By 1990, she was racing in crews with Jenny Luff with whom she would share national success and pair up for World Championships and Olympics. They won the 1990 national titles in the double and the quad, and Campbell finished 2nd in the single. At the Australian Rowing Championships in 1991, she was the victorious Australian Champion in all three women's heavyweight sculling classes. She was recognized as the New South Wales Oarswoman of the Year for the 1988/89 and the 1990/91 seasons.

In 1992, Campbell placed second in the single scull and racing in AIS colours with Luff, won the double and the quad. In 1993, she placed third in her single scull national title attempt and second in the double scull rowing with Adair Ferguson.

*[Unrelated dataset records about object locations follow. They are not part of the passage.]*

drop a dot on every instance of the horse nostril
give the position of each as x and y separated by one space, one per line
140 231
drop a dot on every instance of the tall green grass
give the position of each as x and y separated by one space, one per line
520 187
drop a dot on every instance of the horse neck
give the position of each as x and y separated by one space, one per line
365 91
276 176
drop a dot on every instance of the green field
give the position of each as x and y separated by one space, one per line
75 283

She won her eleventh and final Australian title that year in a composite selection quad scull. Campbell had rowed in every Australian championship winning women's quad scull contested between 1988 and 1993.

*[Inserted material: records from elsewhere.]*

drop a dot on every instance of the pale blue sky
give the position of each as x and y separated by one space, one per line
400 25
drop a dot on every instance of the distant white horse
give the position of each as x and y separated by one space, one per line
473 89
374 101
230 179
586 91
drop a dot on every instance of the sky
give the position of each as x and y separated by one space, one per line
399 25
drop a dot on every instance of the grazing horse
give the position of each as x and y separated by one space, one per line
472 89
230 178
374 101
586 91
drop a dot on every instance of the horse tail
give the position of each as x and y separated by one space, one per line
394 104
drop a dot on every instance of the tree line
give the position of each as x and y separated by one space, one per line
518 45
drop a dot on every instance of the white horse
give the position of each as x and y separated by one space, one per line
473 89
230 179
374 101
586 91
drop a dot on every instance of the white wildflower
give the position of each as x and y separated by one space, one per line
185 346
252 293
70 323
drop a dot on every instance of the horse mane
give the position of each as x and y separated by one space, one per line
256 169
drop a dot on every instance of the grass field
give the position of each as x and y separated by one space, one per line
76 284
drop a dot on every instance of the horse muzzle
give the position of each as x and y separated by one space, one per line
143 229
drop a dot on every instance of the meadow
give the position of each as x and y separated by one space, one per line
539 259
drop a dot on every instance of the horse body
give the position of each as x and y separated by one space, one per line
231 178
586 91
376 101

==International representative rowing==
Campbell's first Australian representative selection came in 1990 when with Jenny Luff as the current Australian double scull champions, they were selected to race the double at the 1990 World Rowing Championships in Lake Barrington, Tasmania. They placed fifth. At the 1991 World Rowing Championships in Vienna, Luff and Campbell slipped down the rankings and finished seventh overall. By the 1992 Barcelona Olympics Luff and Campbell were still seen as superior to all other domestic crews and were selected to race the double at Barcelona. They missed the A final and finished eighth overall. It was Campbell's last Australian representative outing.

==Coaching career==
Campbell was a Physical Education Teacher at Pymble Ladies College during her rowing career and was instrumental in the Leichhardt Rowing Club's 1992 decision to open its facilities to a school rowing program with PLC. That co-operative arrangement and the broader Sydney Rowing Competition for Girls' Independent Schools are still flourishing as of 2022.

Gillian and her husband, Mark Campbell, coached crews at Pymble Ladies College from the 1990s through to 2012. PLC first eights coached by Campbell won the NSW Schoolgirls Head of The River successively from 2000 to 2009 and in 2012.